The last and perhaps most significant development in this election was that for the first time, Singaporeans were engaged. The election rallies during the 9-day campaigning period were extremely well attended. In particular, opposition rallies were held in full-capacity stadiums. The Singapore People’s Party last rally, led by Chiam See Tong was reportedly attended by 30,000 Singaporeans. Young Singaporeans in particular were engaged in heated debates in new media forums, such as Facebook. For the first time, the opposition parties were able to use the Internet to mobilize supporters. In an indication of the speed with which the Internet was able to galvanize support, numerous Facebook pages sprung up overnight after the announcement of the election results calling for Tin Pei Ling’s resignation from parliament for allegedly violating cooling-off day rules.

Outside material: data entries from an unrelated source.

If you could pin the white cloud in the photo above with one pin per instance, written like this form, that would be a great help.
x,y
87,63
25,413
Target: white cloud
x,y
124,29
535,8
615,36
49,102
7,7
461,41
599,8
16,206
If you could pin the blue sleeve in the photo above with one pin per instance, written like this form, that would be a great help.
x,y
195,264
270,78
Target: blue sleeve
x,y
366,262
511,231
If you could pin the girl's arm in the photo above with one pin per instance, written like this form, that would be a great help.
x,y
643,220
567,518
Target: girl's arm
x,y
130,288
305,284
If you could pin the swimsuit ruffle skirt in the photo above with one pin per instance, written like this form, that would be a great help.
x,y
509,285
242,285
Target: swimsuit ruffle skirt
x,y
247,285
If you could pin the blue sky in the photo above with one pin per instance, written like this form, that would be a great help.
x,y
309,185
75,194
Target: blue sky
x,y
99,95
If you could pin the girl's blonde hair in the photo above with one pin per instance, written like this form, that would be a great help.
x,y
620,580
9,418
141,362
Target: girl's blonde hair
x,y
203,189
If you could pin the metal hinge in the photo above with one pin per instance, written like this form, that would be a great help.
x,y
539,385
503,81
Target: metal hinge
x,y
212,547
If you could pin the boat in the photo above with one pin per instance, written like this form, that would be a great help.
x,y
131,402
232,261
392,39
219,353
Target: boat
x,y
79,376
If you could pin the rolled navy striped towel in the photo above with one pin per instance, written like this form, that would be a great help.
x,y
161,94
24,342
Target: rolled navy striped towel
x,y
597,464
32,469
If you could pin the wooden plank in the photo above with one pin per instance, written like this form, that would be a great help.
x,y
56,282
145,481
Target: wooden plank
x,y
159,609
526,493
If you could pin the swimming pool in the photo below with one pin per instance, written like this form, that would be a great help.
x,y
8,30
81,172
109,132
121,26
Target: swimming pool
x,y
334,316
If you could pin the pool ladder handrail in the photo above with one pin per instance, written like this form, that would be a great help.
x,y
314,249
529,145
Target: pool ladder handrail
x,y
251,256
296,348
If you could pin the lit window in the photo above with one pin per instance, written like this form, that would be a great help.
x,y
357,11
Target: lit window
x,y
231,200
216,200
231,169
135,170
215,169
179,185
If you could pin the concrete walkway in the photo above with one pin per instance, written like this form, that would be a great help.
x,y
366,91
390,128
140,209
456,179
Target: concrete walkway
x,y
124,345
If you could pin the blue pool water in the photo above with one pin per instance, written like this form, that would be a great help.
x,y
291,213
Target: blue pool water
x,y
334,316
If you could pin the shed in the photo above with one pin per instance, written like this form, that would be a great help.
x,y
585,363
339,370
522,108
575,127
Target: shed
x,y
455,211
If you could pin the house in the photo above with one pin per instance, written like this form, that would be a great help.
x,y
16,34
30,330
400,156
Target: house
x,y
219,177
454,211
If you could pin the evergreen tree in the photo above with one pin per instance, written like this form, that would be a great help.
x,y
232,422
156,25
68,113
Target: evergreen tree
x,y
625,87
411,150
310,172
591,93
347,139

That the quality of opposition candidates has improved with each successive election is also an indication that Singapore society is maturing. Better-educated professionals are now more willing to stand up and offer an alternative voice to the ruling party. This includes the likes of Stanford- and Harvard-trained Chen Show Mao from the WP. The candidacy of the National Solidarity Party’s 24-year-old Nicole Seah, who emerged from obscurity to become the up-and-coming star in the political scene, is also an indication that younger Singaporeans are willing to step up to shape Singapore’s future.

What is in store for Singaporean politics? More than 80 percent of Singaporeans voted this time, many of them—in their 30s and 40s—first time voters, because their constituencies were contested for the first time. In the past four elections—in 1991, 1997, 2001, and 2006—the percentage of eligible voters who lived in uncontested constituencies were 49.9 percent, 59.3 percent, 66.8 percent, and 43.4 percent respectively. Thus a large proportion of the eligible electorate was denied the opportunity to vote for decades. This large-scale disfranchisement has led to political alienation, which the ruling party had incorrectly diagnosed as political apathy amongst the young. Anecdotal evidence suggests that voters were engaged, listening to the debates, and weighing the pros and cons before they cast their vote. Gone are the images of docile, passive, and apathetic Singaporeans. The alienation and disenfranchisement that resulted from the inability to vote because of the numerous walkovers in uncontested GRCs dissipated. Singaporeans were thinking, voting with their hearts and their minds and thinking about the future of the country.

The casting of the ballot is merely an external act. What is more important is the decision-making process that occurs within each voter to arrive at that decision. There was an awakening, a desire for their voices to be heard, and if I may venture, this was the first time that a strong Singaporean identity was forged. This election achieved a strong sense of national unity that National Day parades each year have not achieved. There was pride in being Singaporean, to know that each and every citizen has a stake and a say in the country’s future. This is truly a watershed and a turning point. The ruling party needs to evolve as our society evolves. The opposition parties need to prove their worth and credibility to those who are willing to take a chance with them. The performance of both the ruling and opposition parties in the next five years will tell whether they have understood the message of this election. A political evolution is underway in Singapore, and the next election in 2016 will show how the tide has turned.